Apr 03, 2024 by Umm Muhammad
Hi, thanks for your recipes. Can we use Kasuri Methi in this recipe?

Response: Yes, you can use 2 tablespoons kasuri methi in this recipe.


Jun 23, 2022 by Sangita Lad
Did you use fine or coarse semolina?

Response: You can use any type of semolina(sooji) for this recipe.


Jun 18, 2018 by Sunita
I am contemplating on making these little guys soon. I am hosting a dinner for some friends who are non Indians but prefer spicy stuff. Can I use chilies in these?

Response: Yes, you can add finely chopped green chillies while making the dough.


May 02, 2018 by Madhavi Sawant
Hi, the puris turned out good in taste but they got soft and I expected them to be crispy. Was it because of rava added? I added just 2-3 teaspoons.

Response: Hello madhvi, the tips to make crispy puris are given below. When you try this recipe next time, follow them to prevent them from turning soft. And, rava doesn't make the puris soft.
1. Bind very hard(stiff) dough(atta), don't bind the soft dough.
2. Fry the puris over medium-low flame to cook them evenly and make crispy. Fry them until they turn crispy.

Dec 11, 2017 by raj
Thanks for these easy tips.
May 31, 2017 by Mita
Hi. Thanks for this recipe. My husband travels a lot and I made this for him to take with him. The taste was lovely but I found the puris slightly thick. Can you please let me know where I went wrong and what I can do to get those lovely disks in your pics. Thanks a mil for all your effort and lovely recipes.

Response: Hello Mita, if you don't like thick puris, you can roll them little thinner.


Sep 18, 2016 by Swati
Hello, I m a big fan of all your recipes. Yesterday I tried your Methi puri recipe and it turned out awesome. Thanks a lot for the recipe. As I am a Maharashtrian girl, I am a big fan of Spicy Puri (in marathi- Tikhat Puri). If you know how to make it, please share the recipe for me. Thanks!!

Response: Hello Swati, thank you for trying the recipe. You can follow the similar recipe of Masala Poori (North Indian Style) on this site here Recipe - Masala Puri.


Jan 30, 2016 by Monisha
Turned out perfectly. The only variation that I made was to use a small cookie cutter to make bite size puris. The family loved it. Thanks for making the recipe so easy to follow.

Cheers!
Jan 21, 2016 by Swati
Hi, I have tried all your recipes which are really very good and easy to make. This is very good recipe but my puri turned out little bitter. Where as its not that excess salt is there but don't know its not at all good to taste. First time I failed to make good recipe.

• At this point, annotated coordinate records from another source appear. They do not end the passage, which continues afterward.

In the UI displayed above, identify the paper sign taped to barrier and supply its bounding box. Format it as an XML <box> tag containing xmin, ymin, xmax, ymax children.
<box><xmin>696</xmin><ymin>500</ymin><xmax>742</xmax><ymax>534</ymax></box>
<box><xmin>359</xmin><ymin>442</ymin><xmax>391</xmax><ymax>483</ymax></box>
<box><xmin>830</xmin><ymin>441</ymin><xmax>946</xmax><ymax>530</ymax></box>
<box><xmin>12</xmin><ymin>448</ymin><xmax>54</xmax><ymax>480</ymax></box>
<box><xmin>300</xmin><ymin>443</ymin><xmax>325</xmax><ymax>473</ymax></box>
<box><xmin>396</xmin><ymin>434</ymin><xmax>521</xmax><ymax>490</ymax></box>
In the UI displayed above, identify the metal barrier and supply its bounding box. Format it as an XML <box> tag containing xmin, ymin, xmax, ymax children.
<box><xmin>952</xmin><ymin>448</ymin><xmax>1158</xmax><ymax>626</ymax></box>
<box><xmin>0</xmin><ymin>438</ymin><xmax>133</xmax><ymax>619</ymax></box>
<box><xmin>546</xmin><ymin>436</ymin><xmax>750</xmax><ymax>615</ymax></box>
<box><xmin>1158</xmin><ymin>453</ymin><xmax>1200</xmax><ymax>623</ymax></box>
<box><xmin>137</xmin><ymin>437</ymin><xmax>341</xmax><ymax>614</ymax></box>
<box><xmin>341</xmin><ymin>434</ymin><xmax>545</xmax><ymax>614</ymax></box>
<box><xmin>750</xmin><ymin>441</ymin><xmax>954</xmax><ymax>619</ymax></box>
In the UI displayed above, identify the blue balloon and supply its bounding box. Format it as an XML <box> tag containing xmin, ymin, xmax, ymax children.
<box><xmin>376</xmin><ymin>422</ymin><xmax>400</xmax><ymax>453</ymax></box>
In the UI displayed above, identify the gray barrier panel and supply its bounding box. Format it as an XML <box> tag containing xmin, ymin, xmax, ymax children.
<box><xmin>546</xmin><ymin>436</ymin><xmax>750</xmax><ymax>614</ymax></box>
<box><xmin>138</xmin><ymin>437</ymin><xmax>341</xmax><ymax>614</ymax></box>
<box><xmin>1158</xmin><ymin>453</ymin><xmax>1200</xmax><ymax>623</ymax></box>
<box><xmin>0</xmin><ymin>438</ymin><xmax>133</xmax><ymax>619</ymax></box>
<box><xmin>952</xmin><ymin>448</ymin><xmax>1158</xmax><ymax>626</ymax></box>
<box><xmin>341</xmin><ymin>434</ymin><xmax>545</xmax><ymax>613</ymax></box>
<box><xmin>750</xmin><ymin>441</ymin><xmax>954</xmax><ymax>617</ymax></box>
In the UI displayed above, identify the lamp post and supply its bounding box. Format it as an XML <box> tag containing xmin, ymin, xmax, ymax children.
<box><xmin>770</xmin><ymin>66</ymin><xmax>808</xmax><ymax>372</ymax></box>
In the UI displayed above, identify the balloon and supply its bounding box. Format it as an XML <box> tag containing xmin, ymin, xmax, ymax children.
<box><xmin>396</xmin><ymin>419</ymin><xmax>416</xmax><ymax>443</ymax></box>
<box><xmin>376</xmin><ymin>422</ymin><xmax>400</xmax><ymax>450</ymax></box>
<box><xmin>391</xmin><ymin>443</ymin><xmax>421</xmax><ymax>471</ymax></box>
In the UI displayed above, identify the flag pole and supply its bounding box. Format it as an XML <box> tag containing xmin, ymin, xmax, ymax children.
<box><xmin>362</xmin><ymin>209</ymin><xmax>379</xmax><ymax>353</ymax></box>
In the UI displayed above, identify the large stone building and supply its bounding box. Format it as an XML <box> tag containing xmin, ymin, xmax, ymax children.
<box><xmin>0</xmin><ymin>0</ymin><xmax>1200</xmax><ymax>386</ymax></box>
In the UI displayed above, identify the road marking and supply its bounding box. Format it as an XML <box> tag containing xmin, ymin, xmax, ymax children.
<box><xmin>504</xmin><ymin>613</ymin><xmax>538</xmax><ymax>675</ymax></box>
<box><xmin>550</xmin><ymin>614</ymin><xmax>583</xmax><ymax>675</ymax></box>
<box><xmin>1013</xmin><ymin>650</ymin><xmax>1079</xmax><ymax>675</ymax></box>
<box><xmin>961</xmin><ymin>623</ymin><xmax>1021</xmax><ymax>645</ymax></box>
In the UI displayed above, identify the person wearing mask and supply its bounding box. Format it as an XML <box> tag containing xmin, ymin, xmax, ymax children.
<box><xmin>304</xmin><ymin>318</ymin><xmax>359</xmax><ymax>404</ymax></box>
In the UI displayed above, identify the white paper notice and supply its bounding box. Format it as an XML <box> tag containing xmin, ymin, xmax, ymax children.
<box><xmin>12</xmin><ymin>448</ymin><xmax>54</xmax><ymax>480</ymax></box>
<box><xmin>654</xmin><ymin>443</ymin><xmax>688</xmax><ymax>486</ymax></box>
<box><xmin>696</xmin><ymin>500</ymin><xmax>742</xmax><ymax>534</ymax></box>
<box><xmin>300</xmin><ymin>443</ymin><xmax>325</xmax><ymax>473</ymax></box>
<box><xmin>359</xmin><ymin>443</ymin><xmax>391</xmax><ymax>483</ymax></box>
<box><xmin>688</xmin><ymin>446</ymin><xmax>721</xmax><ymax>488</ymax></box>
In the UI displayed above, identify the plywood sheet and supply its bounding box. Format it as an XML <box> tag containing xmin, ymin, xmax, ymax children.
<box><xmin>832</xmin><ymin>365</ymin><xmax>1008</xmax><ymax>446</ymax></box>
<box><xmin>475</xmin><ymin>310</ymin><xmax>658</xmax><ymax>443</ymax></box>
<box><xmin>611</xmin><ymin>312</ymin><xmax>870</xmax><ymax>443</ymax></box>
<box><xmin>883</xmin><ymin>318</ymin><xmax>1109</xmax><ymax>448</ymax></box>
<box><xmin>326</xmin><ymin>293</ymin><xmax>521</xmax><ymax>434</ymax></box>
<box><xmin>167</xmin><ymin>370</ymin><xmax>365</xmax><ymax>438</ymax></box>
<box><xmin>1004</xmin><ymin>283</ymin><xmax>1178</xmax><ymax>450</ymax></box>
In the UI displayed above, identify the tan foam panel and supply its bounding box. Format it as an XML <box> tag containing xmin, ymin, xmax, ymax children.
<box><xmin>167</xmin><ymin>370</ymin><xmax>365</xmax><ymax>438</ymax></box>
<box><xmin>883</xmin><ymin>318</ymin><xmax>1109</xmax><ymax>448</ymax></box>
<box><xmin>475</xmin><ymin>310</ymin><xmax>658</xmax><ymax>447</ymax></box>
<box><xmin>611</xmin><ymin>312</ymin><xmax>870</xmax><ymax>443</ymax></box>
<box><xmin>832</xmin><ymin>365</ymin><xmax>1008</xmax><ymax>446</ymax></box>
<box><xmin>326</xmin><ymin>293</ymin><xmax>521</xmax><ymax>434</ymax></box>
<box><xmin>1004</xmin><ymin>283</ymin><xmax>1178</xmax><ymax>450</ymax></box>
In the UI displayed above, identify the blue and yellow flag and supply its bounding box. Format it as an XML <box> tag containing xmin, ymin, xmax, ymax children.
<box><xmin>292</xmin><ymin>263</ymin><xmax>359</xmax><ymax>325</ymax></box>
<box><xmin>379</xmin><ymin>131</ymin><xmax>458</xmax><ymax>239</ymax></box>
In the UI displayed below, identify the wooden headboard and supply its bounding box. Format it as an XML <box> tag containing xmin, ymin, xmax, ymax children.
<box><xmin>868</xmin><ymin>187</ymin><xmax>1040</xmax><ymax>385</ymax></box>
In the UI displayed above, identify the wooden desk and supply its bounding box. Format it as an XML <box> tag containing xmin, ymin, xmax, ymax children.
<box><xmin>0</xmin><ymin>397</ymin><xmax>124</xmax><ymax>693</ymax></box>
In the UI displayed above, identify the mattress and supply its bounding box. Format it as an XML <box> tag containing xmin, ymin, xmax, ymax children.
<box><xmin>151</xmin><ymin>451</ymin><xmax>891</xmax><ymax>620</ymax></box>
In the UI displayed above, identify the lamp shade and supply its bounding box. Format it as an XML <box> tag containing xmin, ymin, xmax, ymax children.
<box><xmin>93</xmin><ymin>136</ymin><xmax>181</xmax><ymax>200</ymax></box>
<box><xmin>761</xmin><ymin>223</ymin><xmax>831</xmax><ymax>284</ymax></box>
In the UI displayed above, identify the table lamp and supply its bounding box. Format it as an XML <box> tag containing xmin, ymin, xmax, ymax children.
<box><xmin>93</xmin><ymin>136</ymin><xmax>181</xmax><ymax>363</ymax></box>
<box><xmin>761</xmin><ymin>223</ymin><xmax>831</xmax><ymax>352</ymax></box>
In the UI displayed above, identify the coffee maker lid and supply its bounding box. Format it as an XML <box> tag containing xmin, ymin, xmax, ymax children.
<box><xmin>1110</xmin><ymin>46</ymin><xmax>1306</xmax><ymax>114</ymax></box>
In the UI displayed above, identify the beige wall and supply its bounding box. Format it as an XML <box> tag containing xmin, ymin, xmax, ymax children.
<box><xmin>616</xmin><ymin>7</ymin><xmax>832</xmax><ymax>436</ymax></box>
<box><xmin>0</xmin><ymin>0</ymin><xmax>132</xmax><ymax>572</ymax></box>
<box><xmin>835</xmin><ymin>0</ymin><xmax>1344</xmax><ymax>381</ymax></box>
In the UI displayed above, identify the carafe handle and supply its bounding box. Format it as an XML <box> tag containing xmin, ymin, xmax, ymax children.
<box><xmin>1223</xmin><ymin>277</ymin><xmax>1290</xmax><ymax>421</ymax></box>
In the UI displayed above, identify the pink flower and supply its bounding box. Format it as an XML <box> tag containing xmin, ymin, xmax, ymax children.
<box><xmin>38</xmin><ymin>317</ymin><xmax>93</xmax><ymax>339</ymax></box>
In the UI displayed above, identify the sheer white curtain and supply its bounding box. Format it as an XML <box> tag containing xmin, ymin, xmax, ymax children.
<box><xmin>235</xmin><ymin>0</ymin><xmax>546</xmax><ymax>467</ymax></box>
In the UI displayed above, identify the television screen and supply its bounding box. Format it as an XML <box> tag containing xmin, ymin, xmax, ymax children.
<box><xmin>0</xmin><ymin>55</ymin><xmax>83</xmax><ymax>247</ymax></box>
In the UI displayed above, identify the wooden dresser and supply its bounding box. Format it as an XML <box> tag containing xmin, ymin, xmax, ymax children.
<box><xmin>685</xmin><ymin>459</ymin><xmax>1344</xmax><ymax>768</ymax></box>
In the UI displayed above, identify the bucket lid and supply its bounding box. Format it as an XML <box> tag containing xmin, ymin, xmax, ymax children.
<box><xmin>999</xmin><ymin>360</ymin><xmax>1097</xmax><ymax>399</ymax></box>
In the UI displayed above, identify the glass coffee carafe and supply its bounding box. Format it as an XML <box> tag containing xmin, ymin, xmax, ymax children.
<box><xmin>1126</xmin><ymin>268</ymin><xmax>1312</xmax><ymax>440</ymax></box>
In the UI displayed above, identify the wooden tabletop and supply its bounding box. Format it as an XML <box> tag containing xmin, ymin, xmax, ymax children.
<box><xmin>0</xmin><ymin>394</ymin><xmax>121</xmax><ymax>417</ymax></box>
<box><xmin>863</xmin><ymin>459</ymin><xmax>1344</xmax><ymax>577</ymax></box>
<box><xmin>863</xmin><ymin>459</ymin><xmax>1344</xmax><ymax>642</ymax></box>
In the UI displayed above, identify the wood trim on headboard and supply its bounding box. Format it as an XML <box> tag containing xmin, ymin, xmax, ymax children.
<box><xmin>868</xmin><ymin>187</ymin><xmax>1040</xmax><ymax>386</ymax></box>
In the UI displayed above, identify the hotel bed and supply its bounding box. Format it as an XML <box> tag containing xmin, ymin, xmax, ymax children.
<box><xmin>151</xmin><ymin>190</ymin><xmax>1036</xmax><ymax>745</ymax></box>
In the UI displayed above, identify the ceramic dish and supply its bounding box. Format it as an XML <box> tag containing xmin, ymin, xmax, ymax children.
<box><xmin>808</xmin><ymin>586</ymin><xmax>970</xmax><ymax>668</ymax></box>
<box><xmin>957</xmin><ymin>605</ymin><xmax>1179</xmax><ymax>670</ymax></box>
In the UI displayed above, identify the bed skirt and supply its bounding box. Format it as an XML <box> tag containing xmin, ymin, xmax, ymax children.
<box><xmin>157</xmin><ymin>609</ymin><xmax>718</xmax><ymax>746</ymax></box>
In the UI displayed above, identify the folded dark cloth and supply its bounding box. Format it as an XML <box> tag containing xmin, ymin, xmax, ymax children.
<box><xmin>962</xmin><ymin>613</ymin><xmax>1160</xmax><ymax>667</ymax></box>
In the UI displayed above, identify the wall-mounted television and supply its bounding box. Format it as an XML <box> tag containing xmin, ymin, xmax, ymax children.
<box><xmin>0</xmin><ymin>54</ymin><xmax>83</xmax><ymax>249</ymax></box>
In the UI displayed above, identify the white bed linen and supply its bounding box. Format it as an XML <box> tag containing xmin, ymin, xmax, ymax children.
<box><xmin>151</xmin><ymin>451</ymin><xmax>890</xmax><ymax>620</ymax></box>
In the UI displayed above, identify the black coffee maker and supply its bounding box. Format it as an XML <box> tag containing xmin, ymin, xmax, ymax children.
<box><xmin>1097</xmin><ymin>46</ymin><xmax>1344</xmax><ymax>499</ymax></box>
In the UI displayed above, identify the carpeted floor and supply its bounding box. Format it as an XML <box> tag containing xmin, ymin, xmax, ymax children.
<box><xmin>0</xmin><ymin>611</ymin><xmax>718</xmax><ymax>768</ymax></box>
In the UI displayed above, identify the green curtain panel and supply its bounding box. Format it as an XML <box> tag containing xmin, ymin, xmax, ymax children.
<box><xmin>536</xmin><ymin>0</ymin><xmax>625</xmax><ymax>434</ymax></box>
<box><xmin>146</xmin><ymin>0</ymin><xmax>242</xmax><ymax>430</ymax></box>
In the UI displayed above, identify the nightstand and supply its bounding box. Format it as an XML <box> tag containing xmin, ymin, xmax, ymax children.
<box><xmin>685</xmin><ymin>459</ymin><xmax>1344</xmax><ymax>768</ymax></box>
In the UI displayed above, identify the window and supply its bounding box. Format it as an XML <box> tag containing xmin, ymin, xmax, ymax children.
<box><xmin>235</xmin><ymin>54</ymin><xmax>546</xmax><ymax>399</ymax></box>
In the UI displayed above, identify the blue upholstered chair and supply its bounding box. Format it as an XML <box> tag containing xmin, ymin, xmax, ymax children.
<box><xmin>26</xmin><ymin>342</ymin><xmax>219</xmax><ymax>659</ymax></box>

Response: Hi Swati, I am sorry to hear that puri turned out bitter. Puri tastes bitter if you add excess amount of fresh fenugreek leaves. Did you add more amount of fenugreek leaves or did you use dried fenugreek leaves? It should not taste bitter for the given amount of fresh fenugreek leaves in this recipe. When you try this next time, reduce the amount of fenugreek leaves.

Jan 13, 2015 by Archana
It's very easy recipe and has great taste, and the most important thing, it is healthy too.
Jun 21, 2014 by Suchi P
Yummy!! Delicious and healthy too!
Jun 20, 2014 by Sharmila
Very good taste. Son also enjoy this.
Jun 19, 2014 by vedika
awesome!!!thanks for this lovely recipe!
May 12, 2014 by Hajira
Very good!!!!!!!!!will make them again, quick and easy
Nov 13, 2012 by Neeraja.abel
Made this puri with green fenugreek leaves and it was awesome. Excellent recipe!